Page 7 of Fierce-Michael

She was sick of being silly and stupid too.

Time to grow up and look at life differently.

“I don’t know,” she said. “I’m not boring. I don’t think you are either. Are you? I believe I said stable, not boring.”

“I don’t think I’m boring,” he said. “Just depends on who I’m around.”

“Then we need to wiggle some of what you’re hiding out of your little toe to start.” Her eyes traveled down the length of his long legs in his jeans to his big feet in a pair of Nikes. “Not sure there is much little on you.”

He let out a funny sound and she looked up to see if there was a smile on his face. Nope. Still serious so it was probably a snort.

“I’ve been told that a time or two.”

His dark eyes were staring into hers. There was a heat there to match what was flowing through her body.

Damn. This was working out well.

“I bet you have,” she said, wiggling her eyebrows. No smile yet. “Tough crowd today.”

“Been told that too,” he said.

She looked at his face, still no smile. Not even a tiny crack of one. Good lord, she wanted to say she was going to lose, but was she losing since she was getting the drink with him anyway?

When she thought of that, she smiled huge.

“Let’s see the rest of what you’ve got. It’s in another room, right?”

“It is,” he said. “Why the big smile?”

“Oh,” she said. “Just thought about what makes a champion.”

He lifted one eyebrow at her. “Do you want to explain that?”

“Nah,” she said, waving her hand. “I think you’ll figure it out at some point. You’re a pretty smart guy.”

“Now you’re just trying to butter me up.”
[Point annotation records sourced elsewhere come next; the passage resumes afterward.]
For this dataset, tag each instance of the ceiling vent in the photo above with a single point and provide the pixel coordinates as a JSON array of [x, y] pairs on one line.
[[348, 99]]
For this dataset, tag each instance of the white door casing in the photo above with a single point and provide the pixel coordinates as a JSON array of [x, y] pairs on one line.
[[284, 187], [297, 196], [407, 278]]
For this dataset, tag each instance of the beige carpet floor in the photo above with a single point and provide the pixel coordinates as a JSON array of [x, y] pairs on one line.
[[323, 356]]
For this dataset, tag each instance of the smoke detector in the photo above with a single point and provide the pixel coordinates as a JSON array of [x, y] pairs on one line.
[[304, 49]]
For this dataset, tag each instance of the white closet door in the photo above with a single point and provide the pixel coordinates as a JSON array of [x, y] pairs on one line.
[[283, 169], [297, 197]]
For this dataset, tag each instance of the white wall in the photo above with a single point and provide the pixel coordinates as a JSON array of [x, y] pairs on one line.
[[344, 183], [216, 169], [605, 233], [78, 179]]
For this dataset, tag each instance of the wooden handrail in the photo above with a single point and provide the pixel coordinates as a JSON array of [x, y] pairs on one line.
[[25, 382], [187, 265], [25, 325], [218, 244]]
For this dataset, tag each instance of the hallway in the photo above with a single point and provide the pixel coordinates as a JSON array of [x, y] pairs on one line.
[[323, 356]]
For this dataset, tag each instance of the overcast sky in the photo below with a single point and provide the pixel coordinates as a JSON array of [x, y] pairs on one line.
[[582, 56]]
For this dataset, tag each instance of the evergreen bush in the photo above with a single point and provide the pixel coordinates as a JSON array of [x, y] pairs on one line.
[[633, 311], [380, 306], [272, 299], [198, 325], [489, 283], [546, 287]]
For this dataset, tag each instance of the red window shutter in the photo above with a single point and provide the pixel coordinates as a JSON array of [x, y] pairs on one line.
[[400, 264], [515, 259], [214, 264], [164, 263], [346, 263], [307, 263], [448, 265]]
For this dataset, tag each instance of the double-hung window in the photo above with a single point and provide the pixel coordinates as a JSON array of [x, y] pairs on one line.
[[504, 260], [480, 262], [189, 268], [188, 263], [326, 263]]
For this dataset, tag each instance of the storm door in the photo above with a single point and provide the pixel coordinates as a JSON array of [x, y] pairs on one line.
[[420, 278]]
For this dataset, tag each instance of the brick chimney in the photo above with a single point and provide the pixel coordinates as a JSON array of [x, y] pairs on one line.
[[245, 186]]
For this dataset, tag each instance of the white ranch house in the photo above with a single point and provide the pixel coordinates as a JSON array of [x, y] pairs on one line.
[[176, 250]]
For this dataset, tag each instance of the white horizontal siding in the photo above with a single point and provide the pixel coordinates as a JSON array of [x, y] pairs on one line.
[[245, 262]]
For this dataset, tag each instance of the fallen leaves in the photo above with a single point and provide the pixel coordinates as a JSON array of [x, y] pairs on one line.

She grinned. “I might be if I was trying, but I’m not. Just stating facts. I tend to do that. Not many like it, but I’ve learned in life that you have to be upfront. I’m sick of guessing about things.”

“That we can agree on,” he said.

“See, stable is a good thing,” she said.

“That has nothing to do with being stable and more about being burned.”

She knew he was a single father but didn’t know the details around it all.

She’d never asked and wouldn’t. It was just bits and pieces over the years.

“Been there and done that too,” she said. “Maybe not like you are saying, but I think everyone could say they’ve made some poor dating choices.”

And decisions in her life.

She was still dealing with that to this day.

What should have been a nice sweet thing in her youth turned into something ugly that she’d always have to live with.

She’d been told she had no reason to feel the way she did now, but what Brian’s parents did had harmed her mentally, compounding with what she was already going through.